[TIL] Multihead Attention

Multihead attention in Triton

Today I wrote a small Triton kernel for multihead attention:

import torch
import triton
import triton.language as tl
import math

@triton.jit
def MHA(Q, K, V, output, N, h, d_head, d_model, scale, HEAD_DIM: tl.constexpr, N_BLOCK: tl.constexpr):
    row_pid = tl.program_id(0)
    h_pid = tl.program_id(1) # head index since we partition by head

    row_indexes = row_pid * N_BLOCK + tl.arange(0, N_BLOCK)
    # NOTE: HEAD_DIM needs to be a constexpr to compile
    h_indexes = h_pid * d_head + tl.arange(0, HEAD_DIM)

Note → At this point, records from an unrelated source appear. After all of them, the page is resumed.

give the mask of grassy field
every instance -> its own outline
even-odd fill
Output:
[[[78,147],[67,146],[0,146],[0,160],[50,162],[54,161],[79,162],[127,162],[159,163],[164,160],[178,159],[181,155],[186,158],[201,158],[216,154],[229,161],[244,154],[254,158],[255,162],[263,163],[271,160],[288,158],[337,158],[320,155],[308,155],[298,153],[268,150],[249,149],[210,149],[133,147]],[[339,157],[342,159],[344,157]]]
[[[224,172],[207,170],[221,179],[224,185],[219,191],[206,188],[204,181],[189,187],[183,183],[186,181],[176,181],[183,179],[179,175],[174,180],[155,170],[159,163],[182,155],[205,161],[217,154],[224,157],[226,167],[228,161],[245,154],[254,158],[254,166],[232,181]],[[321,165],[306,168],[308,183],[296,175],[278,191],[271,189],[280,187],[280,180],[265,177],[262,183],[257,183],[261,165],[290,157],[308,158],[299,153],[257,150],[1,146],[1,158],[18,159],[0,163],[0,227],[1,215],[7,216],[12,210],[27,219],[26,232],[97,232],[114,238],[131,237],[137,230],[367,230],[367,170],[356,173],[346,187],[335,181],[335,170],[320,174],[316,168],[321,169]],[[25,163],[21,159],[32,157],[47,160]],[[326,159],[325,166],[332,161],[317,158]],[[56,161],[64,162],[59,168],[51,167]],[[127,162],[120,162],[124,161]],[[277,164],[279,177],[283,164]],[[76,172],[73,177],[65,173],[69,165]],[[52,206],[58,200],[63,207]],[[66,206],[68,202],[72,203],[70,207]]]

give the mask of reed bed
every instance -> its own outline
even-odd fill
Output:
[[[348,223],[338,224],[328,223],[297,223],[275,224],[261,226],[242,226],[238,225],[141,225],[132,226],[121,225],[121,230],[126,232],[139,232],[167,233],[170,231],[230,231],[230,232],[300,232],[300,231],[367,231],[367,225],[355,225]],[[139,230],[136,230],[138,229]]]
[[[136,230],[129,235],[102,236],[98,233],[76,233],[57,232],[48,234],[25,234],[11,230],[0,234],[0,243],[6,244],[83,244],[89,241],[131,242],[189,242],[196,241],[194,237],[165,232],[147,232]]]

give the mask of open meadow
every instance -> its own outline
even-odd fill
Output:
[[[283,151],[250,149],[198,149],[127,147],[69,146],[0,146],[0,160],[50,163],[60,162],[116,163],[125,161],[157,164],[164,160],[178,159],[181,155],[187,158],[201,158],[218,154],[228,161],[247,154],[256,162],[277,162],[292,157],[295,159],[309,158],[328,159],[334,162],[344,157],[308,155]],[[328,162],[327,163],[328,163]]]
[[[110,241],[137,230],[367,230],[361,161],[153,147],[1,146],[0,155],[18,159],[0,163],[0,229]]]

    h_masks = tl.arange(0, HEAD_DIM) < d_head


    # consider Q, K, V as N * d_head tensors
    # when doing QK^T, we do not do tiling again. Instead, we just use full d_head as one tile


    running_sum = tl.zeros([N_BLOCK], dtype=tl.float32)
    running_max = tl.full([N_BLOCK], float('-inf'), dtype=tl.float32)

    # load complete d_head as a tile
    q_offsets = row_indexes[:, None] * d_model + h_indexes[None, :]
    row_mask = row_indexes < N
    q_mask = row_mask[:, None] & h_masks[None, :]
    q_tile = tl.load(Q + q_offsets, mask=q_mask, other=0.0)


    out_acc = tl.zeros((N_BLOCK, HEAD_DIM), dtype=tl.float32)
    for n in tl.range(0, N, N_BLOCK):
        acc = tl.zeros((N_BLOCK, N_BLOCK), dtype=tl.float32)
        # online softmax for each N_BLOCK columns in K
        # use row_stride==h for simplicity
        # nth tile of K
        # h indexes are aligned with Q
        k_indexes = n + tl.arange(0, N_BLOCK)
        k_offsets = k_indexes[:, None] * d_model + h_indexes[None, :]
        k_row_mask = k_indexes < N
        k_mask = k_row_mask[:, None] & h_masks[None, :]
        k_tile = tl.load(K + k_offsets, mask=k_mask, other=0.0)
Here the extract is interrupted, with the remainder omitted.